В церковной традиции часто можно встретить описание этого Евангелия как духовного, говорящего о более возвышенных вещах, по сравнению с первыми тремя евангельскими текстами. Поэтому начиная особенно с блаженного Августина и в последующей традиции, хотя этот образ возник чуть-чуть раньше, Иоанна символизируют образом орла, который возвышается, парит и с такой более высокой перспективы описывает произошедшие события новозаветной истории.
В раннехристианском предании Иоанн очень тесно связан с Эфесом. Целый ряд авторов говорят о том, что долгое время в Эфесе сохранялась гробница Иоанна, некоторые говорят, что их было даже две, но по крайней мере про одну точно известно. И некоторые авторы сообщают, что апостол не умер, но лишь уснул и находится в таком спящем состоянии в глубине этой гробницы и даже, как говорит блаженный Августин, от его дыхания земля на этой гробнице поднимается и опускается и в конце времен он живым выйдет оттуда и станет участником уже апокалиптических событий.
Теория Бультмана
Альтернативный, такой научно-критический взгляд на происхождение Евангелия от Иоанна сформировался между двумя мировыми войнами, и огромное влияние на последующие исследования оказали работы Бультмана, впрочем, как и на целый ряд других исследований в области новозаветной критики.

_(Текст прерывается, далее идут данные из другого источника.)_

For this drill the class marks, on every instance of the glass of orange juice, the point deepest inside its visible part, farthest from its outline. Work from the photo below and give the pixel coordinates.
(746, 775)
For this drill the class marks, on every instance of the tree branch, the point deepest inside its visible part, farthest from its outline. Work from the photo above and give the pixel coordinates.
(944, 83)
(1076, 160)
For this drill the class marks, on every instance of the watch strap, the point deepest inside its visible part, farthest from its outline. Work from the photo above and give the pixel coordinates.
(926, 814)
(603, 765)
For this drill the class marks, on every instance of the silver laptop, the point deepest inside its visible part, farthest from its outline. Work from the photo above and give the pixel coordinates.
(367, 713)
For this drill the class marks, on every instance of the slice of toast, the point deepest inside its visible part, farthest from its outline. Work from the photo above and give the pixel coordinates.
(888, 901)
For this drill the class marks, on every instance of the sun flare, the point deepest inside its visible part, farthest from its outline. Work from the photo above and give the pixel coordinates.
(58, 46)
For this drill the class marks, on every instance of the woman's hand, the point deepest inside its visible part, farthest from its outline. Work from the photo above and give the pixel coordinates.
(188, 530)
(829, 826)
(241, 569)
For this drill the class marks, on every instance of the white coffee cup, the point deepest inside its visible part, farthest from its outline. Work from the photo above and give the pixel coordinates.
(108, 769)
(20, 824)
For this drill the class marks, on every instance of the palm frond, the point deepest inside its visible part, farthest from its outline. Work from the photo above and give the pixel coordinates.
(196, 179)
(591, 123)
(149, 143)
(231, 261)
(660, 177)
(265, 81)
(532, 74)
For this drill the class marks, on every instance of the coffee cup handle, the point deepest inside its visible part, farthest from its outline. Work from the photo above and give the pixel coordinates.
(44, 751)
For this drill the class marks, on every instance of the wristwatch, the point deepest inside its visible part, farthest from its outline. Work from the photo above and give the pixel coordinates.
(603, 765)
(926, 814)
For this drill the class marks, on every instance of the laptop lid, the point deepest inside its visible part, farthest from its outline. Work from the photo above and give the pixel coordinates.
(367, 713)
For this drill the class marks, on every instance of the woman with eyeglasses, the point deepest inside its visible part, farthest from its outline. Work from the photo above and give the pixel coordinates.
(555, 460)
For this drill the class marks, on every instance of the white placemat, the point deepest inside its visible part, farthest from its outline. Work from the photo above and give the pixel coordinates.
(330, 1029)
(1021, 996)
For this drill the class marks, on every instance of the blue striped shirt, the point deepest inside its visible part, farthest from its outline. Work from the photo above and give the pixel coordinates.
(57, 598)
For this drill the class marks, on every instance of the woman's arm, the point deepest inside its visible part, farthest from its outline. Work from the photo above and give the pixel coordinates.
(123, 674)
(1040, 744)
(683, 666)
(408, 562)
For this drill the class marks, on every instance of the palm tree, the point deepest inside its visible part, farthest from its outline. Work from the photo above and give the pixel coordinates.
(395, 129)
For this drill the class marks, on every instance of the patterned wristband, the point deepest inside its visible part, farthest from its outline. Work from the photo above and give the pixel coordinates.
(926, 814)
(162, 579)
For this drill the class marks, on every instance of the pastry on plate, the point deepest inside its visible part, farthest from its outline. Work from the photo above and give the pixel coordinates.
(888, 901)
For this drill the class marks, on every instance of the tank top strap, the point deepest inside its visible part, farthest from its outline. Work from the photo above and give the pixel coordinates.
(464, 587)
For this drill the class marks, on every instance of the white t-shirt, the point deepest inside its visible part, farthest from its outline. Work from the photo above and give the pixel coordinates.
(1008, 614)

Точка зрения Бультмана прямо противоположна тому, что говорится в церковном предании.
Исследуя сам текст Евангелия, Бультман пришел к выводу, что этот текст является компилятивным сочинением, в основе которого, с одной стороны, лежит некое собрание рассказов о чудесах Иисуса Христа, часть некоей коллекции чудес, которая, с одной стороны, была доступна синоптическим авторам, с другой стороны, она использовалась вот этим автором Евангелия от Иоанна. Причем, конечно, с точки зрения Бультмана, те чудеса, которые сохранили евангелисты-синоптики, прежде всего Марк, являются содержащими больше исторических деталей, более достоверными, чем те, что есть в Евангелии от Иоанна. С точки зрения Бультмана, это, скорее, некая дань верованиям современников в чудотворцев, в чудеса и так далее.

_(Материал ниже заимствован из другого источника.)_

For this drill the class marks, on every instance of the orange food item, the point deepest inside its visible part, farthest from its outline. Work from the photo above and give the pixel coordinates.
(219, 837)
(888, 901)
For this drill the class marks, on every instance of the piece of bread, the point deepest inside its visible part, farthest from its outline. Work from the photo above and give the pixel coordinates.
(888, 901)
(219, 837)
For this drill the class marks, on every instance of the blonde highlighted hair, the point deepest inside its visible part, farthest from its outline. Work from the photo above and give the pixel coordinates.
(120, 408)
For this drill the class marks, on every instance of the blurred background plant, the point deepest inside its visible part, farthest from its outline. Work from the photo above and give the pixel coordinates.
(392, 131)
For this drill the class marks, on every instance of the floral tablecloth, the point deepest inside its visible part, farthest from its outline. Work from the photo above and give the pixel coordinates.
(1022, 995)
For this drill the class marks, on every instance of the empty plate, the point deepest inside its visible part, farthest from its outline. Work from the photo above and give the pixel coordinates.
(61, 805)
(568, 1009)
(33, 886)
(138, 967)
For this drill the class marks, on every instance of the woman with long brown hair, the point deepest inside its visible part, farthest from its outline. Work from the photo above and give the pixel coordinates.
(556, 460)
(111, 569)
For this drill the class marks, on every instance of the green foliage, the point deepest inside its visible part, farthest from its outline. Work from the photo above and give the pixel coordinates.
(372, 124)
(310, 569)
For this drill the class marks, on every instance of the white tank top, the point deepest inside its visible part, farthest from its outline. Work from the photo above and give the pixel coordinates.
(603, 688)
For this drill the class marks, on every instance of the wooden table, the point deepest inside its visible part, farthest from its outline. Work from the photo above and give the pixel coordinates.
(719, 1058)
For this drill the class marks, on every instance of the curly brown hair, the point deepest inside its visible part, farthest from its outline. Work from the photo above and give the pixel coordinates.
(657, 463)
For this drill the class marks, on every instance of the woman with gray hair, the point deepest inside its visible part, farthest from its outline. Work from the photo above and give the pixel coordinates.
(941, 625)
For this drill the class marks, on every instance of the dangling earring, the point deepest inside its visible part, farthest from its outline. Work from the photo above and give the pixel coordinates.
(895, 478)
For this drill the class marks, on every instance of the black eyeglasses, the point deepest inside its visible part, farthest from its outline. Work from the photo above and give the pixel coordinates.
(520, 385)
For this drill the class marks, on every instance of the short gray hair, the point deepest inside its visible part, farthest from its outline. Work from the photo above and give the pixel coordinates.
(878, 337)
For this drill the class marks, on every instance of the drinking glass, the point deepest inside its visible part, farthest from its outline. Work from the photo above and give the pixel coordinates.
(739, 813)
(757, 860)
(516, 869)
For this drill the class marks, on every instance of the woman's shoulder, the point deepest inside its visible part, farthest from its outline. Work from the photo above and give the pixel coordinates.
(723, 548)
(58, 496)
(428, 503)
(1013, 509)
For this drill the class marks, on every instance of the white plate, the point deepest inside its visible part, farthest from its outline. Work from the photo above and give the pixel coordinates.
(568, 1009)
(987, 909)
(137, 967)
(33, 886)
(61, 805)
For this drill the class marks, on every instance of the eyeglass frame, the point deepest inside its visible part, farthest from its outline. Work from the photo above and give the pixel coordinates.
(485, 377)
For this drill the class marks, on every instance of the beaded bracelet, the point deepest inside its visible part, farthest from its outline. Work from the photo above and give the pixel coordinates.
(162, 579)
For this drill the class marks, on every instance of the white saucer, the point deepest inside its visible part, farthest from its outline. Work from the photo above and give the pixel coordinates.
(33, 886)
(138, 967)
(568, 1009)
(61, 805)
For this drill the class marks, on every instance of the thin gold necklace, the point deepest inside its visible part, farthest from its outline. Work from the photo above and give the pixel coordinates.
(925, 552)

Кроме того, что, наверное, стало очень важным для последующих исследований, Бультман акцентировал внимание на том, что автор был хорошо знаком с греческой философией и, возможно, использовал какое-то гностическое сочинение, в котором ветхозаветные традиции, образы преломлялись в свете уже греческих представлений о мироздании, о божественном и земном мире и так далее, что вся космология, антропология этого Евангелия пронизана уже греческими представлениями. Ну и, наконец, по мнению Бультмана, автор привлек повествование о страстях, заимствованное из синоптической традиции, и таким образом сформировался известный нам текст.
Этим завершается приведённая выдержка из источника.